Zynga has become very big, very quickly, which means it has a huge capital base and lots of shareholders. It is also a company that has so far operated solely within the social media space, and that, too, has brought problems as, when it comes to games, Facebook has now peaked and social media use generally is fragmenting.
Zynga needs to rapidly broaden their IP base and monetize that IP over a wider range of platforms. Which is exactly what it is doing and is also exactly why it’s lost money: growth and transition is expensive business. Zynga will not be going out of business any time soon and neither will in-app payments, which brings me on to my second point.

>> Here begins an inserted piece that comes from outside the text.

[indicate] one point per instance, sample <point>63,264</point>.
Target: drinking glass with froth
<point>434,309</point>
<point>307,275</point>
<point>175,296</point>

I think Michael Gartenberg is wrong. In-app payments are a win-win for consumers and developers. They allow consumers to become more engaged with games, to try before they buy, to spend as much or as little as they wish. It’s also a great business model for developers because it allows us to have a much broader exposure to consumers, well in excess of what we could ever have achieved with the release of a boxed game through retail.
So I ask again, who would you rather be right now?
In an interesting twist to this debate, EA have sued Zynga, claiming that The Ville is a rip-off or a clone of The Sims Social. EA have even accused Zynga of headhunting their executives in order to make the cloned game as similar as possible. They’re hoping to set a precedent with this case, stopping Zynga from cloning other studios’ games in the future, implying that the social game maker regularly uses this practice in its development. Zynga replied with an accusation of their own, suggesting that EA actually copied an earlier Zynga title, CityVille, when they made The Sims Social. [source]
Industry analyst Michael Pachter had some interesting comments on this story [source], saying that the case could go on for years, costing both sides a great deal of money with no easy resolution in sight. The timing of the suit is very interesting too. For both companies, particularly EA, it has deflected attention away from their rapidly falling share price and other business issues.
Do you play The Sims Social or The Ville? Who do you think is in the right in this legal battle?